NanoAOD analysis: Produce histograms
Overview
Teaching: 5 min
Exercises: 5 minQuestions
How to produce many histograms efficiently?
How does an analysis with
RDataFrame
look like in Python?Objectives
Produce all histograms required for the final plots
Understand why we need so many histograms for a single plot
In the previous section, we produced skimmed datasets from the original files but still preserved information of selected quantities for each event. In this step, we compute histograms of these quantities for all skimmed datasets. Because of the data-driven QCD estimation, similar histograms have to be produced with the selection containing same-charged tau lepton pairs. This sums up to multiple hundreds of histograms which have to be combined into the final plots such as the ones shown in the next section.
For convenience, this step is implemented in Python in the file histograms.py
, which you can download here.
Investigate and run the Python script!
Have a look at the code and run it! Note that the program picks up the files from the same directory in which you run it.
Investigate the output!
The script produces the file
histograms.root
, which contains the histograms.

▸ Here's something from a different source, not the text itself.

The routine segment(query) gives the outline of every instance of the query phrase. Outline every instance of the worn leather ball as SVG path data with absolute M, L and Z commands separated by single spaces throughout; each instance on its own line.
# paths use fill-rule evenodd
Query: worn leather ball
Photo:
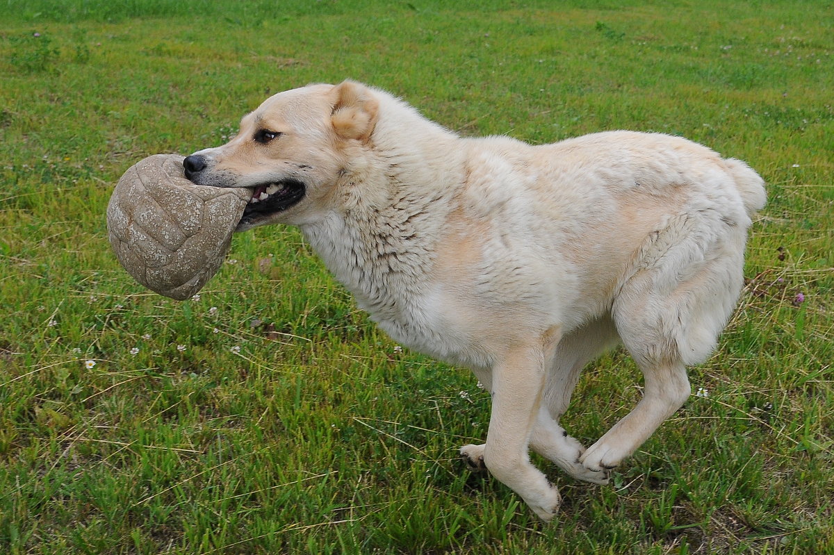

You can have a look at the plain histograms using for example the ROOT browser!
Key Points
We produce histograms of all physics processes and all observables.
All histograms are produced in a signal region with opposite-signed muon-tau pairs and in a control region with same-signed pairs for the data-driven QCD estimate
This step shows the usage of RDataFrame in Python producing a large number of histograms in a single event loop and in parallel!